Sunday, February 19, 2017

Forget Mensez, Here's Period Pocket!

If you have not seen this innovative new product, Mensez**, let me introduce you to it.

Dr Daniel Dopps, Kansas Chiropractor, is marketing a new way to control the ickiness of menstruation... literally gluing the labia shut so your period doesn't leak out. Genius, right!?

According to his Facebook page (which sadly has been taken down already, but this link works), women are idiots for not thinking of this before.

It's such an easy concept, you just apply this "Lip-stick" (get it, it sticks your "lips" together) comprised of amino acids and stuff and then it holds in all your oozing blood flow until you have to pee. Then, some magical formulation of glue that doesn't react to the moisture in blood lets go with the power of pee, and all the blood rushes out where he claims you never even have to look at it or touch it, which seems a pretty amazing claim, since he also says you need to clean up "down there" and apply more of this glue and then hold your labia together, presumably, until it dries enough to stick your junk together.

While this seems like a great idea, I think my idea, Period Pocket, will get the job done in a much easier and quicker way! With just a few pieces and a little glue, you can use your labia to capture all your blood without having to reapply any pesky glue. Allow me to illustrate!

The metal structure to the pocket is magnetic so you don't have to worry about movement making the pockets come unsnapped.

And, Period Pocket doesn't only have to be used during your period. You can also use it to store spare change or small snacks at other times of the month. Also helps with incontinence and overactive bladder*.

Of course, if you can't afford the low low price of $19.99 each month, you can always improvise with a plastic Zip-lock bag and some Krazy Glue. Just cut off the bottom of the bag, glue the opening to your vulva, and then yellow and blue makes green!

*may not actually help with incontinence or overactive bladder. It is really just a deconstructed coin purse.

** This is a real product, with a real patent. Or moreso, it is being marketed as a real product though it hasn't actually been formulated or tested yet because it is one of the most ridiculous ideas ever conceived. Honestly, gluing your labia together...


  1. It could work (dot dot dot) if a glue that has urine as it's solvent is discovered. Which, if we had, I think we would know.

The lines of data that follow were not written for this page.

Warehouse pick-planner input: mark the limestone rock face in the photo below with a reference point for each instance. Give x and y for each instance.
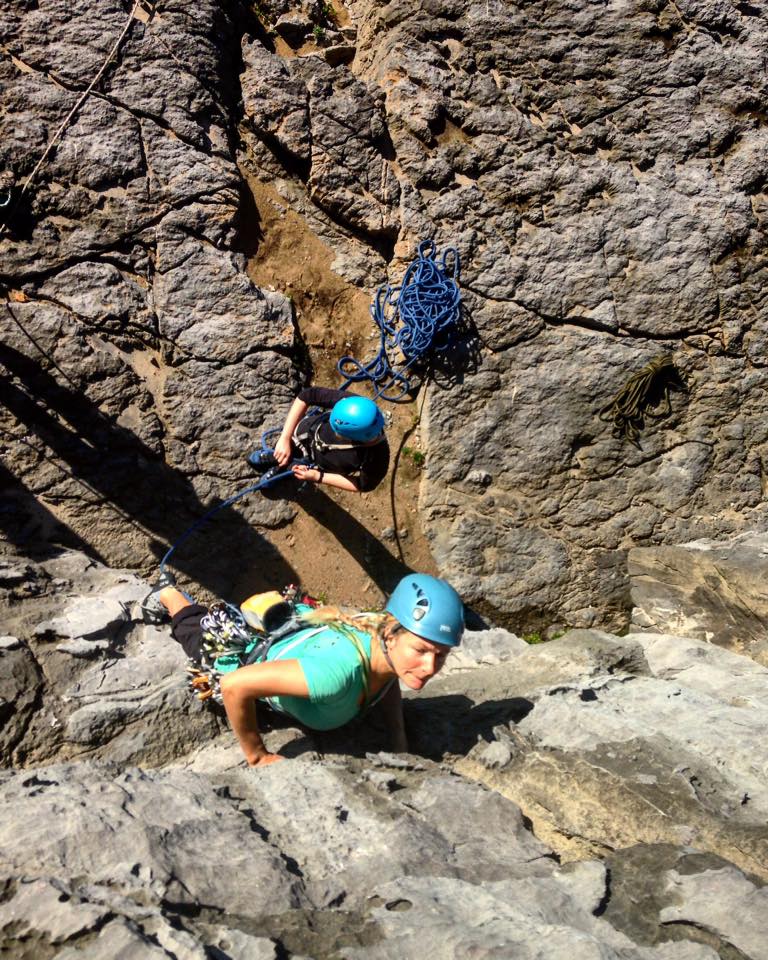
(709, 590)
(646, 746)
(598, 791)
(131, 334)
(601, 173)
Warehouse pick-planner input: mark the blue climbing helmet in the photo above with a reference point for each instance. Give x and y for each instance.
(428, 607)
(357, 418)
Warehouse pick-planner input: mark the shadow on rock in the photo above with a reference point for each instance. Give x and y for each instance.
(27, 524)
(112, 464)
(382, 567)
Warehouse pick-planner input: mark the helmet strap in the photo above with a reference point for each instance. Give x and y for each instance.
(384, 650)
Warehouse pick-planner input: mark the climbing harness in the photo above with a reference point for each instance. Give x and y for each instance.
(647, 388)
(417, 318)
(229, 641)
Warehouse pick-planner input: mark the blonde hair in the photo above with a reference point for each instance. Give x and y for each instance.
(370, 622)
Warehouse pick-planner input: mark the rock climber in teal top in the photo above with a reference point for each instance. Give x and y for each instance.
(335, 667)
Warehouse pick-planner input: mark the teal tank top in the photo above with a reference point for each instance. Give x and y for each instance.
(333, 668)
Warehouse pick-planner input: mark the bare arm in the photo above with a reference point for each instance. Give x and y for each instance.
(242, 688)
(392, 709)
(302, 472)
(283, 446)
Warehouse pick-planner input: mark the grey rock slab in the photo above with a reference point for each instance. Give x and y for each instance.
(46, 908)
(706, 668)
(707, 589)
(87, 618)
(236, 945)
(111, 704)
(484, 648)
(722, 901)
(611, 759)
(122, 940)
(644, 890)
(125, 269)
(343, 830)
(276, 102)
(535, 918)
(163, 836)
(21, 684)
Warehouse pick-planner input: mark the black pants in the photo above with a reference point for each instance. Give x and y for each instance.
(186, 630)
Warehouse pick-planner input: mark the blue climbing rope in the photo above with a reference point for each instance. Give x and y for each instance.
(415, 319)
(266, 481)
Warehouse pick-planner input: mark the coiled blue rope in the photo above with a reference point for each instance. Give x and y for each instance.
(415, 319)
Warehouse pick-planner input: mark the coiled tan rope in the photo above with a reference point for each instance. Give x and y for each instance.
(647, 388)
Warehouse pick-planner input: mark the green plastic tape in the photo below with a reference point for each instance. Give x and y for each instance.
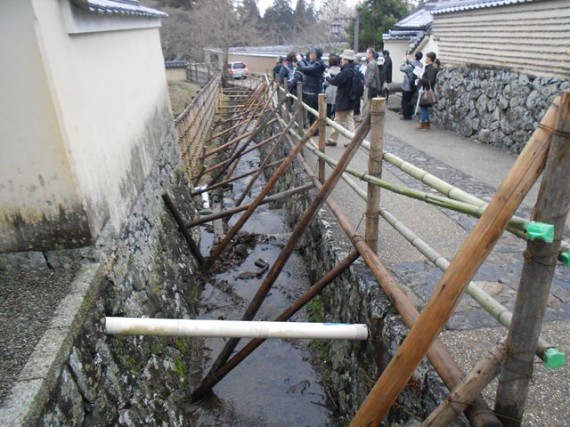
(539, 230)
(565, 258)
(554, 358)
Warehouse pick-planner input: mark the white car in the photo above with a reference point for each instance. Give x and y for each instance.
(237, 70)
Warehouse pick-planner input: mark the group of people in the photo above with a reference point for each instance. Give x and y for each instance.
(342, 93)
(418, 78)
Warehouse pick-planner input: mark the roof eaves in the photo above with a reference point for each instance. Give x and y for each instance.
(120, 8)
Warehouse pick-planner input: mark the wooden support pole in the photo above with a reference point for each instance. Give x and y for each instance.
(237, 209)
(270, 184)
(302, 225)
(178, 218)
(480, 414)
(538, 270)
(216, 376)
(263, 164)
(449, 290)
(299, 112)
(466, 391)
(378, 112)
(322, 134)
(221, 133)
(225, 162)
(260, 125)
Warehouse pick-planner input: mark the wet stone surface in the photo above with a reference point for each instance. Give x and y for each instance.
(277, 385)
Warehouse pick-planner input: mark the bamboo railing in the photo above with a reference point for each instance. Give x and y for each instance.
(495, 217)
(193, 124)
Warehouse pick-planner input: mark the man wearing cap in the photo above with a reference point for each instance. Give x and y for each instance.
(344, 106)
(313, 79)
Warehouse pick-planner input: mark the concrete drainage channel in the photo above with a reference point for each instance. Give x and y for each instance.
(280, 383)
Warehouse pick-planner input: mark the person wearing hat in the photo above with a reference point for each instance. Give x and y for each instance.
(344, 106)
(313, 71)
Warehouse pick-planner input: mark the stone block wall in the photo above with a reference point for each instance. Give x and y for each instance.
(148, 272)
(492, 106)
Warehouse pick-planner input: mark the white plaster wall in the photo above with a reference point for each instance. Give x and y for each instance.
(35, 173)
(397, 49)
(108, 88)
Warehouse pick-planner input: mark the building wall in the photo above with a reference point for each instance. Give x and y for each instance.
(255, 64)
(529, 38)
(40, 197)
(99, 111)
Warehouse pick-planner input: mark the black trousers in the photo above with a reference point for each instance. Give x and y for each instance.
(408, 104)
(312, 100)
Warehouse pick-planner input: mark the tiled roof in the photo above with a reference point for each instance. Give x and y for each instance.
(175, 64)
(417, 20)
(118, 7)
(446, 6)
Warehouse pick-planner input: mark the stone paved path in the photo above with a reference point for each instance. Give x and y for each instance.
(478, 170)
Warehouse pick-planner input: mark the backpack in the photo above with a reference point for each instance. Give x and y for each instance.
(412, 80)
(356, 86)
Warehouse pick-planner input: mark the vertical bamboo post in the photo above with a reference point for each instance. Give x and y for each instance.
(322, 134)
(448, 291)
(210, 381)
(479, 414)
(299, 107)
(288, 103)
(536, 278)
(377, 114)
(178, 218)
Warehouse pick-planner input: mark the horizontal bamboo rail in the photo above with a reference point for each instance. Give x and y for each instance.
(436, 183)
(447, 293)
(237, 209)
(486, 301)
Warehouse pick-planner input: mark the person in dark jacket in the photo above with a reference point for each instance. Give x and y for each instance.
(344, 106)
(313, 71)
(387, 72)
(427, 82)
(286, 72)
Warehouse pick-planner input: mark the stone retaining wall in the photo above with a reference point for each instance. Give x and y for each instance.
(352, 367)
(135, 380)
(496, 107)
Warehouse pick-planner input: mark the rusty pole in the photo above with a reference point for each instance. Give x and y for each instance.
(480, 415)
(322, 134)
(215, 377)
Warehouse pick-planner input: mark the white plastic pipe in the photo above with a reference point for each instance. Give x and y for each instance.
(233, 328)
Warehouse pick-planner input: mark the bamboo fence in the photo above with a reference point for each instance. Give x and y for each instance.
(496, 216)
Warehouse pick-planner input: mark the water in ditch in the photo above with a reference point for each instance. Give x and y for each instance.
(279, 383)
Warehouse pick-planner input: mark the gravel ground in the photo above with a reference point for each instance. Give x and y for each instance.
(548, 402)
(479, 170)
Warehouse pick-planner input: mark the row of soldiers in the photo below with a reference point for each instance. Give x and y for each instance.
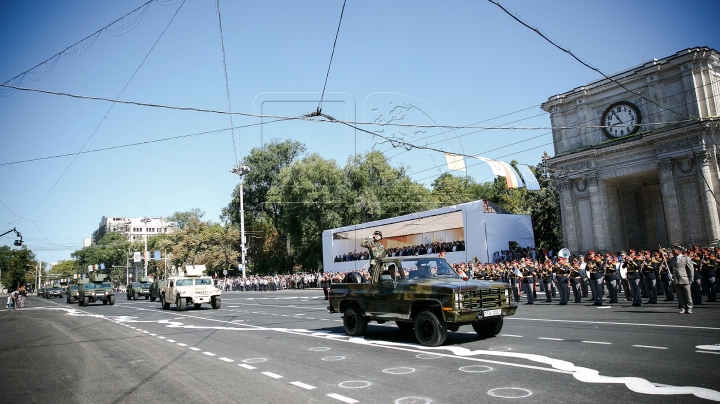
(639, 274)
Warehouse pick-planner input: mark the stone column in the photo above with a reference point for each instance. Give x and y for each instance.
(710, 207)
(598, 201)
(673, 218)
(568, 214)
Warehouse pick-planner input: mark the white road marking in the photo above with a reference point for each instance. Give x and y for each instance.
(716, 353)
(612, 323)
(303, 385)
(342, 398)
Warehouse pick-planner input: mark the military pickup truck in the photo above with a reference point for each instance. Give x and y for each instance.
(423, 294)
(94, 289)
(189, 287)
(139, 289)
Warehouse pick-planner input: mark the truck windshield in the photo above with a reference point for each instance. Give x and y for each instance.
(429, 268)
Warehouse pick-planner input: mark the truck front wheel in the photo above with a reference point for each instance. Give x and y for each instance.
(488, 328)
(215, 303)
(429, 329)
(355, 324)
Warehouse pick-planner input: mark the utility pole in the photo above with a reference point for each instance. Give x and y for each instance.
(145, 220)
(241, 170)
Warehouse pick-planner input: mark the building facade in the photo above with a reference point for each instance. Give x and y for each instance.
(636, 157)
(134, 228)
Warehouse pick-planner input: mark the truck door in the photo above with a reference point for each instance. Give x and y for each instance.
(385, 292)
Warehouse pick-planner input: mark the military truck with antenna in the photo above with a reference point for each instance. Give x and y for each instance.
(96, 288)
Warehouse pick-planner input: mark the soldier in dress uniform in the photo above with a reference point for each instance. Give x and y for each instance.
(709, 265)
(595, 277)
(562, 270)
(611, 277)
(576, 281)
(665, 275)
(648, 277)
(375, 248)
(633, 277)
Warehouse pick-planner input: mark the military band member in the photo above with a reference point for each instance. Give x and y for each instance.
(528, 281)
(665, 276)
(611, 277)
(375, 248)
(708, 273)
(575, 281)
(562, 270)
(648, 277)
(633, 277)
(596, 275)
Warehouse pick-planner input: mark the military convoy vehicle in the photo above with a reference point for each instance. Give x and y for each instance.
(423, 294)
(140, 288)
(71, 292)
(96, 288)
(53, 291)
(189, 287)
(155, 290)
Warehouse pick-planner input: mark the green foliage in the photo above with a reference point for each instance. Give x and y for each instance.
(14, 265)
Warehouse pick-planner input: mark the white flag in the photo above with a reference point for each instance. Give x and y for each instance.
(455, 162)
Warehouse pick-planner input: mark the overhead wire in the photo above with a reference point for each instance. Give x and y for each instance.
(227, 84)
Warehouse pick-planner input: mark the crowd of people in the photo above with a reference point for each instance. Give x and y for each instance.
(411, 250)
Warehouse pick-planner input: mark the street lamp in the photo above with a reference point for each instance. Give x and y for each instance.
(145, 220)
(241, 170)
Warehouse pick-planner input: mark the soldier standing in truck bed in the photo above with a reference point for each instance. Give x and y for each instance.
(375, 248)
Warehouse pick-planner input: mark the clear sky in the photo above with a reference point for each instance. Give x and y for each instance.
(424, 62)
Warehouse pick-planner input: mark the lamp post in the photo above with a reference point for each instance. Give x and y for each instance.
(145, 220)
(241, 170)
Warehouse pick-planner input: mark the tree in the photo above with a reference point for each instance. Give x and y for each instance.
(308, 192)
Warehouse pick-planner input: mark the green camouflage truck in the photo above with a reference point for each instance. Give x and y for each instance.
(72, 293)
(139, 288)
(423, 294)
(94, 289)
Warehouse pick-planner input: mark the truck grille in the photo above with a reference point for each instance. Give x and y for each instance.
(478, 299)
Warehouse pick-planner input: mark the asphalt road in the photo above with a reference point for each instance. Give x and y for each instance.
(284, 347)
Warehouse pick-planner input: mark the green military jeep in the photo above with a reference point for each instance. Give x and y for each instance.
(72, 293)
(423, 294)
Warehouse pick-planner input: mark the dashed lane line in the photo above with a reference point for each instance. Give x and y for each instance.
(342, 398)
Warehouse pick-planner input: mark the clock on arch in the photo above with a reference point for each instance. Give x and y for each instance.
(621, 119)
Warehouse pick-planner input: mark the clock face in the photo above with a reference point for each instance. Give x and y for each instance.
(620, 119)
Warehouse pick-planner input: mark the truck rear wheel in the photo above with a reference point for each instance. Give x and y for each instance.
(488, 328)
(355, 324)
(429, 329)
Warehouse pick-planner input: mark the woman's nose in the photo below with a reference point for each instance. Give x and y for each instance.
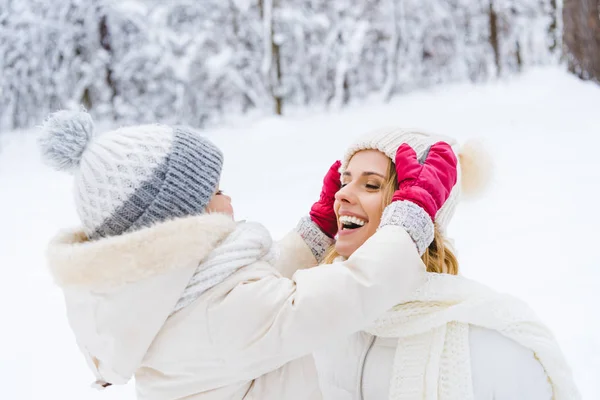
(344, 194)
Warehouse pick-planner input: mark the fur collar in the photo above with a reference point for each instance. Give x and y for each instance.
(113, 261)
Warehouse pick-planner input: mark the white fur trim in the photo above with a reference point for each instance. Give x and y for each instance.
(75, 261)
(477, 168)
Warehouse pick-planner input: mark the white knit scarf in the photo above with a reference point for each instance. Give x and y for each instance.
(432, 359)
(247, 244)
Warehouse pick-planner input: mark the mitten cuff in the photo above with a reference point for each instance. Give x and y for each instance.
(317, 241)
(413, 219)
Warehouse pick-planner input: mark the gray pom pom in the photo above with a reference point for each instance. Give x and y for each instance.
(65, 137)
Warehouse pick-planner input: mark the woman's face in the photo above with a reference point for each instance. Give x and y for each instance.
(220, 203)
(359, 203)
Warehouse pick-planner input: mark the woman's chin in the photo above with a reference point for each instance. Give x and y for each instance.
(345, 248)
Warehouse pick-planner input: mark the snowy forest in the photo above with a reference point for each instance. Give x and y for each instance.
(197, 62)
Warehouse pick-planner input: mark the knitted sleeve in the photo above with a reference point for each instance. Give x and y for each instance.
(413, 219)
(315, 239)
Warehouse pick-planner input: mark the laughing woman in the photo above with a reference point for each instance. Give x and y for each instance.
(451, 339)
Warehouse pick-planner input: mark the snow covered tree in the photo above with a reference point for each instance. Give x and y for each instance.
(582, 37)
(50, 58)
(197, 62)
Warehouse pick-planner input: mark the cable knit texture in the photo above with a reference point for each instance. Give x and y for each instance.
(432, 356)
(249, 243)
(387, 140)
(314, 237)
(413, 219)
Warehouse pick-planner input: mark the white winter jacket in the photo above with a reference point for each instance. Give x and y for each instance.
(249, 337)
(438, 354)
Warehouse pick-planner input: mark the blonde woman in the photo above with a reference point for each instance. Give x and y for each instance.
(162, 285)
(451, 339)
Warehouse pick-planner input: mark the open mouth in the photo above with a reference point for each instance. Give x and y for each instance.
(349, 223)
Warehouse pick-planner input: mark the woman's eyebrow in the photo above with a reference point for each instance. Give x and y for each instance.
(366, 173)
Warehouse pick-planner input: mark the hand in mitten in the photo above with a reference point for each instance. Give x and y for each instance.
(423, 188)
(322, 213)
(427, 183)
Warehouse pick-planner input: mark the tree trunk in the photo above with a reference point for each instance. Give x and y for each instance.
(494, 37)
(581, 21)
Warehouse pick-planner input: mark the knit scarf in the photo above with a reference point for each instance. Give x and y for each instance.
(432, 359)
(247, 244)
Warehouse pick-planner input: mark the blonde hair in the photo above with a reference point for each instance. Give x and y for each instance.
(438, 257)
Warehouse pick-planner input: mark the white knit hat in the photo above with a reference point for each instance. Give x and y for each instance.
(473, 167)
(132, 177)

  2. And if one had the labial configuration in which their labia completely enshrined their inner vulva (which mine certainly doesn't), and if it was strong enough not to open when coughing or dancing or riding a bike/horse, and it didn't hurt terribly by pulling the labia back and forth, or if it didn't cause an infection from menstrual fluid hanging out by the urethra, or the grossness of having to fill this pocket of blood with pee too, to get it to dissolve, that might wash back into the vagina if it isn't instant solvency and how quickly does it dissolve, and also, sweat contains many of the same chemicals as urine and having to pee on your vulva repeatedly, is it going to adhere correctly?
    With all that solved, it might work for some menstruators somewhere, possibly.

    (Please don't take this as an attack on your opinion, I have just thought about this a lot, having read the patent and all the comments on the idea for the post.)